Seyithan Akyüz
Türkiye zindanlarında uzun bir süredir İmralı merkezli bir tecrit ve baskı politikası uygulanıyor. Aslında sadece zindanlarda değil, yaşamın birçok alanında İmralı merkez alınarak politikalar geliştiriliyor. Özellikle 2016 darbe girişimi sonrasında bu politikalar derinleştirilmiş ve geniş kapsamlı hale getirilmiştir. Tek merkezli ve özel olarak geliştirilen bu politikalardan en çok etkilenen kesim ise, tahmin edileceği gibi siyasi tutsaklar olmuştur.
Siyasi tutsakların yaklaşık 6 yıldır hayata geçirilen bu uygulamalarla nerdeyse ihlal edilmeyen hakları kalmamıştır. Öncelikle tutsakların radyolarına el konuldu. Ardından istedikleri gazeteler yasak denilerek verilmemeye başlandı. Yetmedi, tutsakların odalarında bulunan ve muhalif yayınevlerinden çıkan tüm kitap ve dergiler toplatıldı. Tabii ki yapılanlar salt bunlarla sınırlı değildi. Sözünü ettiğimiz bu süreçte tutsakların hemen hemen tüm sosyal faaliyetleri iptal edildi. Hastane, mahkeme vs. yerlere gidiş-gelişler, tabiri caizse işkence haline getirildi. Kurum güvenliği gerekçe gösterilerek, akla hayale gelmeyen arama biçimleri dayatılıp kabul etmeyen tutsaklar, hastane ve mahkemelere götürülmeyerek bu alanlardaki hakları ihlal edildi. Bunların yanı sıra ayakta sayım, koridorlarda askeri nizamda yürüme, oda aramalarında her yeri olabildiğince dağıtma vb. birçok usule uygun olmayan uygulamalar geliştirildi. Yine cezaevi idaresinin hoşuna gitmeyen mektup ve dilekçeler keyfi bir şekilde engellenerek çıkışları yapılmayıp işleme alınmadı. Bunlara ses çıkaran tutsaklara ise ya disiplin cezaları verildi ya da sudan gerekçelerle infazları yakıldı. Hele İnfaz Kanunu’nda yapılan değişiklik ile koşullu tahliyeler Gözlem Kurulu’nun onayına bağlanmasıyla tutsaklar tam anlamıyla keyfi kararlarla yüz yüze bırakıldı. Bu değişiklikten dolayı şu an cezaevlerinde onlarca tutsak yatar sürelerini bitirmelerine rağmen bırakılmıyor. Oysa çıkarılan bir kanun geriye işlemiyor. Başka bir ifadeyle kanunlarda lehine olan hükümler uygulanır. Bu, hukukta temel bir prensiptir. Buna rağmen bu insanlar bırakılmıyor ve keyfi bir biçimde içeride tutulmaya devam ediliyor.

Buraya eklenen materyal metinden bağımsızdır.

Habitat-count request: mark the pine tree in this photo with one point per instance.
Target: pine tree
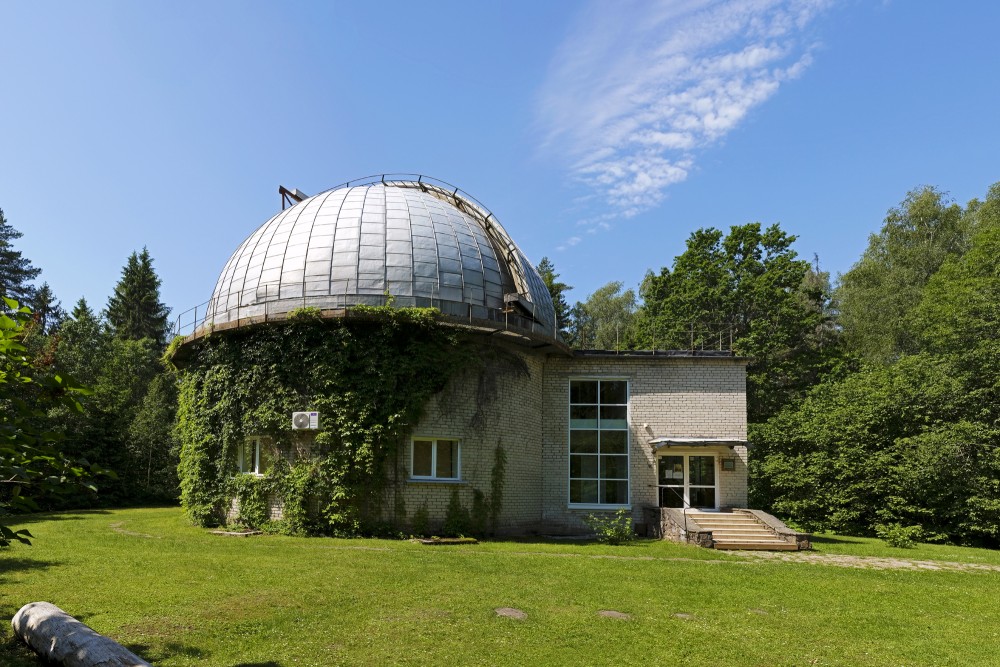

Belki yukarıda dile getirmeye çalıştığımız şeylerin dışarda olan bir insan için bir anlamı olmayabilir. Ama içeride olanlar için bu böyle değil. Daha doğrusu içerideki tutsakların yaşam damarları bu sözünü ettiğimiz şeylerin sağlıklı işlemesiyle mümkündür. Bunlar kesildiğinde veya işlemez kılındığında tutsakların yaşam damarlarını da kesmiş olursunuz. Zaten zindanlar insan doğasına aykırı yapılmış mekanlardır. Bunun üstüne yukarıdaki uygulamalar da eklenince, zindanlar tutsaklar için bir cehenneme dönüşürler. Maalesef bugün birçok zindan, bu durumu yaşıyor.
Devlet, yukarıda dile getirmeye çalıştığımız uygulama ve hak ihlallerini İmralı zindanında tam 24 yıldır kesintisiz uyguluyor. PKK Lideri sayın Abdullah Öcalan 24 yıldır İmralı cezaevinde tek kişilik hücrede tutulup bu çağdışı uygulamalara maruz bırakılıyor. Elbette bunun bir nedeni var. Bu, PKK Lideri sayın Öcalan’ın toplum üzerindeki etkisinden kaynaklanıyor. Zira sayın Öcalan’ın ortaya koyduğu görüşler kısa sürede tüm topluma yayılıyor ve toplum tarafından onay görüyor. Bundan ürken siyasi iktidar, elindeki iktidar gücünü de kullanarak, bunun önüne geçmeye çalışıyor. Peki sayın Öcalan’ın görüşleri neden geniş toplum kesimleri tarafından benimseniyor? Çünkü sayın Öcalan’ın ortaya koyduğu görüşler, toplumun yaşadığı sorunlara çözüm yolunu gösteriyor. Siyasi iktidar, toplumun yaşadığı sorunlara çözüm yolunu gösteren sayın Öcalan’ı dinlemek yerine; ona dünyada eşi benzeri bulunmayan bir tecrit ve baskı uyguluyor. Yetmiyor, buna hukuki kılıf uydurmaya çalışıp, tüm zindanları İmralılaştırmaya çalışıyor. Bu nedenle tecrit bir insanlık suçudur ve bir insana uygulanan tecrit, tüm insanlığa uygulanmış demektir. Tecridi kırmak ise yine insanlığın ortaya koyacağı tavra bağlıdır. Tecride ses çıkarmamak nasıl ki insanlıktan uzaklaşmaysa, buna karşı durmak da insanlıkta ısrardır. İnsanlığımızda ısrar için tecride dur diyelim.